Effects on Joint Pain

The most studied use of chondroitin is for knee osteoarthritis. In a 24-week randomized trial, patients taking 1,000 mg of chondroitin daily experienced a 41% reduction in pain during daily activity, compared to 32% in the placebo group. That’s a real but modest difference of about 6 points on a 100-point pain scale.

The NIH’s large-scale Glucosamine/Chondroitin Arthritis Intervention Trial (GAIT) found that chondroitin alone didn’t outperform placebo for the overall study population. However, in the subgroup with moderate to severe pain, the combination of glucosamine and chondroitin produced a notable result: about 79% of those patients achieved at least a 20% reduction in pain, compared to 54% on placebo. This is why chondroitin is most often sold combined with glucosamine, and why people with mild pain tend to see less benefit.

Don’t expect fast results. Clinical trials show that pain improvements begin to separate from placebo around week 4, but the meaningful differences emerge closer to 12 to 24 weeks of consistent use. Chondroitin is not an acute pain reliever. It works gradually, and the benefits tend to continue building over months.

How Much Gets Absorbed

One limitation of oral chondroitin is that your gut absorbs only about 5 to 15% of what you swallow. The molecule is large, and most of it gets broken down by digestive enzymes or gut bacteria before it reaches your bloodstream. This low absorption rate is part of why the clinical effects are modest and slow to develop: only a fraction of each dose actually makes it to your joint tissue.

The standard clinical dose is 1,200 mg per day, typically split into two or three doses. This has been the most consistent dosing protocol across clinical trials, and it’s what most evidence supports. Taking it with food may help with any stomach discomfort, though chondroitin is generally well tolerated.

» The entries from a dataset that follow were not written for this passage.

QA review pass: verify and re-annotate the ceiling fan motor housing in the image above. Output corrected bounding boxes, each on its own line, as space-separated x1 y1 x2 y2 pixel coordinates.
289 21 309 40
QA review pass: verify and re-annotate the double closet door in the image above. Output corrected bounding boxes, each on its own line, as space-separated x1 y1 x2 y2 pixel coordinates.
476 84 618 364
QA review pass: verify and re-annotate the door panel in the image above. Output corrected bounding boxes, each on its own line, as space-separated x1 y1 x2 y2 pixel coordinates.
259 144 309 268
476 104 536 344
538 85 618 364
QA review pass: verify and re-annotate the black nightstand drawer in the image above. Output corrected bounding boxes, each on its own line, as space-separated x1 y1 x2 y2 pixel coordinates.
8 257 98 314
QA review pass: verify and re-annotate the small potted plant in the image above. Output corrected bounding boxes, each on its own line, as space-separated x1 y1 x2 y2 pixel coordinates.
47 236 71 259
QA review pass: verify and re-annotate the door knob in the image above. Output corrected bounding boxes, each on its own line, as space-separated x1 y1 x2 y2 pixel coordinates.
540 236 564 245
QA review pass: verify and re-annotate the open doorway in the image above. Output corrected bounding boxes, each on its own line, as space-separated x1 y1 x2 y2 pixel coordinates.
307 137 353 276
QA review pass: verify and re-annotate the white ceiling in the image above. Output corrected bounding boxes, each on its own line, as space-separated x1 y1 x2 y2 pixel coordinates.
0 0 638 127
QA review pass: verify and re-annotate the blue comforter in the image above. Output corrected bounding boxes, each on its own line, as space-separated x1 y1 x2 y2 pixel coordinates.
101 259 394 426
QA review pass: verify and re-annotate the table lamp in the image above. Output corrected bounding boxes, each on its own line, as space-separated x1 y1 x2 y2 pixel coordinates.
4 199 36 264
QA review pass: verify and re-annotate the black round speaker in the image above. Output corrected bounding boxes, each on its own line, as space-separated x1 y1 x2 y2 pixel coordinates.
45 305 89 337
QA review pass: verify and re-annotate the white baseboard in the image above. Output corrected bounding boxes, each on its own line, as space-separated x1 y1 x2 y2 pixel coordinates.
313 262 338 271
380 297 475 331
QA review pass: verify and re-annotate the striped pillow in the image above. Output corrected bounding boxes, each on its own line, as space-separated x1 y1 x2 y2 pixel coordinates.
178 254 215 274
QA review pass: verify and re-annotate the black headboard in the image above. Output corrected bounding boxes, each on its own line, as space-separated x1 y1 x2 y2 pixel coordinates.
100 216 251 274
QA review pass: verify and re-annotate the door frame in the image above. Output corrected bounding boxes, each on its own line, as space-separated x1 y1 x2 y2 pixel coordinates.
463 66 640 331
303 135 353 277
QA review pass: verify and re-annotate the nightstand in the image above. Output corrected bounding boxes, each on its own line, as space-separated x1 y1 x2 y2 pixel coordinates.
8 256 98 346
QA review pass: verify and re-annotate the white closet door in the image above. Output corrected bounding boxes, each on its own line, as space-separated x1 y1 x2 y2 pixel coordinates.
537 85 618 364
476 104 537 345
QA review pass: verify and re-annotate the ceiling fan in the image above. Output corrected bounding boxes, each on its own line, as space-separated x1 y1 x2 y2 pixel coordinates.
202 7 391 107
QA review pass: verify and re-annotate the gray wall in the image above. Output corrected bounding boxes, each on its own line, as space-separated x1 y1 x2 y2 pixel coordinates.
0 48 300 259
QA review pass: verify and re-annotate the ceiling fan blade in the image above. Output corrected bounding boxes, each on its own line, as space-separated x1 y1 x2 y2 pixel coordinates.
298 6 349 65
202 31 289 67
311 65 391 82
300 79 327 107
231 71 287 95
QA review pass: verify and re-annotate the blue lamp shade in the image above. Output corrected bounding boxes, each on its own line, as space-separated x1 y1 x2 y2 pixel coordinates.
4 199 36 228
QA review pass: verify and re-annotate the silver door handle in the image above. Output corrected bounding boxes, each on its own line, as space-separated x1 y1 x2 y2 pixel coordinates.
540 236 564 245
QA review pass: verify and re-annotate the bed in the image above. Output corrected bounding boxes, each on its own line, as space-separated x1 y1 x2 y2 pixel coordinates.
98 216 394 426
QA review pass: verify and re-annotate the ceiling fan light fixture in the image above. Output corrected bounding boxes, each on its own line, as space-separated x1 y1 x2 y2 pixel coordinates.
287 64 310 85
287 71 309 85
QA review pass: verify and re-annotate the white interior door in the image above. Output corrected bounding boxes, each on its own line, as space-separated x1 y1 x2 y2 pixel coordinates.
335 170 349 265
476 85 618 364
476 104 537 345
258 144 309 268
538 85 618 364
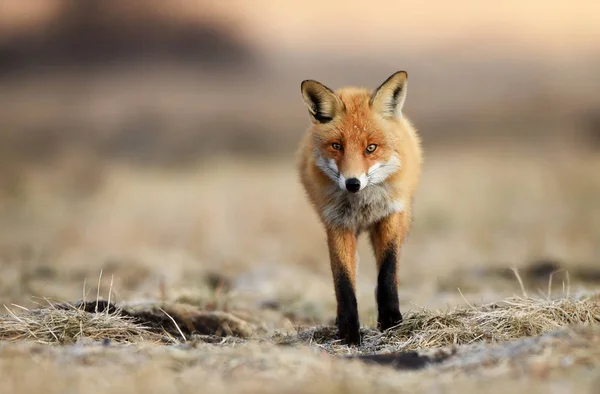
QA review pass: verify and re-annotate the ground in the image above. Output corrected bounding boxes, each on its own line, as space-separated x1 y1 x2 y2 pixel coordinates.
0 148 600 394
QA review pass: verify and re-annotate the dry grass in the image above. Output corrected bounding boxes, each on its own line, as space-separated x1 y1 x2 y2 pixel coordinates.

Uses Beyond Joint Supplements

Chondroitin also appears in eye care products. Combined with sodium hyaluronate in eye drops, it helps stabilize the tear film and improve the moisture environment on the eye’s surface. This combination reduces inflammation associated with dry eye disease by lowering the presence of certain immune cells. It’s also used in post-surgical eye care to support healing.

Interactions With Blood Thinners

Chondroitin supplements are frequently sold combined with glucosamine, and this combination has raised concerns about interactions with warfarin, a common blood-thinning medication. Case reports submitted to both the FDA and the World Health Organization suggest that taking glucosamine alongside warfarin can increase INR, a measure of how long your blood takes to clot. Higher INR means greater bleeding risk. The interaction isn’t fully defined yet, but if you take blood thinners, this is worth discussing with your pharmacist or prescriber before starting a chondroitin-glucosamine supplement.

Who Benefits Most

The evidence points to a specific profile for the person most likely to benefit from chondroitin: someone with moderate to severe osteoarthritis pain, particularly in the knees, who is willing to take it consistently for at least three months before judging whether it helps. For mild joint pain, the benefit over placebo is small enough that many people won’t notice a difference.

Chondroitin won’t rebuild cartilage that’s already gone. What it may do is slow the rate of cartilage loss and reduce the inflammatory processes that make osteoarthritis painful. If you’re considering it, choose a third-party tested product at 1,200 mg per day, pair it with glucosamine at 1,500 mg if you want to match the protocol with the strongest evidence, and give it a realistic timeline of three to six months.